London 2012 Summer Olympics reignited Great Britain’s love of sport…we were inspired to dust of those tennis rackets from the back of the shed, or even seek out their local sports clubs to try something new. Fast forward two years and we have the Winter Olympics in Sochi…there wasn’t quite the same amount of hype surrounding this (how many Facebook posts were there questioning the point of Curling?!) but there was one sport that grabbed everyone’s attention early on….
Whether you are a sports fan or not, you couldn’t fail to hear of Jenny Jones’ roaring success – a 33 year old snowboarder from Bristol, Jenny took home GB’s first medal of the 2014 Games; our first ever on snow. Now, GB has a distinct lack of snow capped mountains (or any you can hope to get down successfully at speed anyway) so you can imagine how this came as a surprise! In a refreshing change, she wasn’t a snow sports prodigy as a child, only taking up snowboarding at the age of 18.

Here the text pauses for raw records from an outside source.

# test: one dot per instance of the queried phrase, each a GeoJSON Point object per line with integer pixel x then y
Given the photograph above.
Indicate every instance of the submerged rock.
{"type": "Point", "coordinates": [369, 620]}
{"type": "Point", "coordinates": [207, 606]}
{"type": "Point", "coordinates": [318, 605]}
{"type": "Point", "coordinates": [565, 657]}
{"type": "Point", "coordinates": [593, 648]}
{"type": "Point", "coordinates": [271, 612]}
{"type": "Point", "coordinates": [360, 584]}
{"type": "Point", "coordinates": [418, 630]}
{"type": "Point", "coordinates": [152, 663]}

It’s believed that snowboarding was invented in the 60’s by a gentleman who one day bound 2 skis together with a piece of rope for steering, and created the ‘snurfer’. Since then it’s become a worldwide phenomenon and developed into one of the most popular winter sports.
I first snowboarded a few years ago, completing a ‘learn to snowboard in a day’ course at Tamworth Snow Dome – an indoor centre with the bonus of being real snow, not just a dry slope. I went with my sister (who was trying to impress her husband – an avid snowboarder) but she hated it and didn’t make it past the morning! I, however, fell in love with it, and have since done the odd day here and there, and been on two snow filled holidays to the Alps (most recently just last week).

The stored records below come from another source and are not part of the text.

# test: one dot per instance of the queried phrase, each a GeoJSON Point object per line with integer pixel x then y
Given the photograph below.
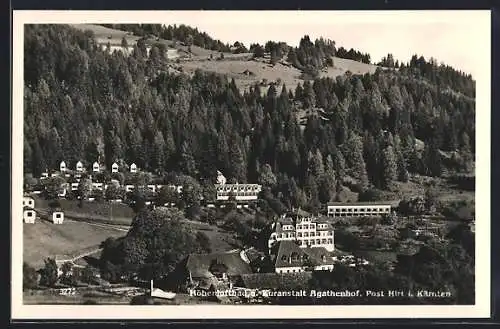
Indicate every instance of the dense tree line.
{"type": "Point", "coordinates": [155, 243]}
{"type": "Point", "coordinates": [82, 103]}
{"type": "Point", "coordinates": [353, 54]}
{"type": "Point", "coordinates": [441, 75]}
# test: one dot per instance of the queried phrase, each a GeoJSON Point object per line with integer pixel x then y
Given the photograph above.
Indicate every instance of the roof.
{"type": "Point", "coordinates": [291, 255]}
{"type": "Point", "coordinates": [382, 203]}
{"type": "Point", "coordinates": [199, 264]}
{"type": "Point", "coordinates": [274, 280]}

There’s always the rivalry between skiers and snowboarders. Many times I’ve heard the quote ‘Skiing is easier to learn but harder to master; snowboarding is harder to learn but easier to master’. Having only done the latter I can’t really compare both, but what I can say is that while learning, I spent a LOT of time on the floor (with teeny tiny French children whizzing past me in ski school).
You start learning your toe edge and heel edge (facing up or down the mountain, digging the long edge of the board in to create a drag. Once you get confident with this, you then start building in turns, switching from one edge to the other. It’s a slow process and can be very frustrating, but the buzz you get from doing a run at speed and managing to turn successfully is incredible.

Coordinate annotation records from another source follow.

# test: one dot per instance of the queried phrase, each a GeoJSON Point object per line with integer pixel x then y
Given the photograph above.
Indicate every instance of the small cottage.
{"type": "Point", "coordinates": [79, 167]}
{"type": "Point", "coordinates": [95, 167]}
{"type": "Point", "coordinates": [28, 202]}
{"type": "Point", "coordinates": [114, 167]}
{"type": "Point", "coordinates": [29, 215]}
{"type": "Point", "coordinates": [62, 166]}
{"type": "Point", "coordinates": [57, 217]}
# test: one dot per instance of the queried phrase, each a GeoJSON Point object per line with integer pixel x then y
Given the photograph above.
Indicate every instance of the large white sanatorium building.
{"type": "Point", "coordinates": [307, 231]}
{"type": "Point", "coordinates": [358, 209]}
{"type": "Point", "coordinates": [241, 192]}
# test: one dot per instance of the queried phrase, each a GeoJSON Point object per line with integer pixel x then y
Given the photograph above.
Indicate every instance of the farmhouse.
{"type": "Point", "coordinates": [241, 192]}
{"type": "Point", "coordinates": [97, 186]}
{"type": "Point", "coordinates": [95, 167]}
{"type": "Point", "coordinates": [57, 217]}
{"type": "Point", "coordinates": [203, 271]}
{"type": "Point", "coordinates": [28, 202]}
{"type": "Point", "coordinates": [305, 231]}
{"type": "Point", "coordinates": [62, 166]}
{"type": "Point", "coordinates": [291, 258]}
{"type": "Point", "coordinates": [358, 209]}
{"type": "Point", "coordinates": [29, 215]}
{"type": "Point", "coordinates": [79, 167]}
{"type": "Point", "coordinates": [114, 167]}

I took my fair share of bumps through the week and am still recovering from a couple of niggling injuries, but I can’t recommend it enough. Snowboarding is a great workout…straight away my legs were burning (too long on a heel edge and your quads will be screaming at you!) and it’s great training for your core to control your body and stay stable.
The floor will become your best friend, but don’t be afraid of falling; tensing up too much will just make it worse and harder to control, and you’ll realise hitting the deck isn’t that bad after all. Every morning my body ached, I could barely make it up the stairs and wished for bed, but once you’ve done a couple of light runs to warm up you forget all that. The amazing views from the top of the mountain make it all worthwhile anyway, and if all that fails there’s always some après-ski to soothe the pain.
If you don’t want to commit to a full snow holiday, check out your nearest indoor snow centre. It’s a great way to get a taste of it, and if you go off peak (summertime) you can get great offers. Most centres will do group lessons (generally you’ll need to be a competent boarder before they let you free in recreational time) but if you can get a group of friends to go, you can get a private lesson between you which will save money and probably be a good laugh.
I warn you though…it will be addictive!